Actually I did look up briefly, I remember.
But as the hour went on I just sat and concentrated on my quilt project. I had made an interesting block and wanted to get up and show my mom, or tell her that I was really done quilting for the night now, and I looked up at her bedroom door and it was closed. I walked out into the living room and Andy Griffin was still playing on the TV and I turned it off and an eerie feeling came over me as silence enveloped the house (stupid word to use-enveloped/whatever I'll change it later)
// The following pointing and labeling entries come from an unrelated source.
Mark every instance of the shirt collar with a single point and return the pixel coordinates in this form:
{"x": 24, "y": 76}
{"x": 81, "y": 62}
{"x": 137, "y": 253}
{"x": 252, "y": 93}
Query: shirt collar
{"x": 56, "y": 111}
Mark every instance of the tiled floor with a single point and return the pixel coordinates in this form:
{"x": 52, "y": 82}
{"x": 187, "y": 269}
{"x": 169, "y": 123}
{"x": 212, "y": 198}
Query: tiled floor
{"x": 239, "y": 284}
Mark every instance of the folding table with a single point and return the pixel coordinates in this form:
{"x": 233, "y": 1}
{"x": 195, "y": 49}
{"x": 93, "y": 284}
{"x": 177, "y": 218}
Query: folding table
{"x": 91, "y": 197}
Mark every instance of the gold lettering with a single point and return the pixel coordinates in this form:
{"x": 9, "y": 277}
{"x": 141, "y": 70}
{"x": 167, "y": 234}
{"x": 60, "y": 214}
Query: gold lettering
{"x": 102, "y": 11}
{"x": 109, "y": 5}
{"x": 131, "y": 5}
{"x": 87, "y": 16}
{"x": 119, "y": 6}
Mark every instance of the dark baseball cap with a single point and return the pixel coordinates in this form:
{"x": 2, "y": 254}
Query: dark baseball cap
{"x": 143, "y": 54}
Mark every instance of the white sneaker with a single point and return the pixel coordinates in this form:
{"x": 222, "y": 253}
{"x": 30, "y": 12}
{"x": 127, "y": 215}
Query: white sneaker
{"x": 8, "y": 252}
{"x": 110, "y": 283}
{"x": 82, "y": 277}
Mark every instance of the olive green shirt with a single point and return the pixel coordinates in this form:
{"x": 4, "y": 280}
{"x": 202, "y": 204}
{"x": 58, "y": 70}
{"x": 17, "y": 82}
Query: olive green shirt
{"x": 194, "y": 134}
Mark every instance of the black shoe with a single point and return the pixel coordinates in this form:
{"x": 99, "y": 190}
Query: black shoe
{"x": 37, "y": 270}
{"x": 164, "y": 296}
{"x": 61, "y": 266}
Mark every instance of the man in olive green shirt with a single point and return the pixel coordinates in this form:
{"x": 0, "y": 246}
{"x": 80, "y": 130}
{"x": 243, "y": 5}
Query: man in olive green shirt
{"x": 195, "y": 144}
I turned around and looked at her door again, "Was she really in there?" "Had I said goodnight to her?" "Has she been here this whole time?" The whistle of the Andy Griffin show still playing in my head, I walked back into the sewing room and started to finish my block. I broke down and cried as it was eerily silent (another word I don't want to over use "eerily). I didn't think it proper to cry over a quilt, but I wiped the tears and sewed on. Then I decided to sort scrap material, dumping everything out onto the floor and halfway through realized it was too much, so I hurried along and went to change into my pajamas. Walking through the curtain in the hallway near the kitchen, feeling like I was walking by a ghost.
Knowing that one day I will break down and cry when she is gone, but for now, she is asleep and tomorrow we go to the fabric store.
This house will be too quiet. I will long for the sound of the ticking clock, the heater on the wall, and the old television shows that I've seen a thousand times.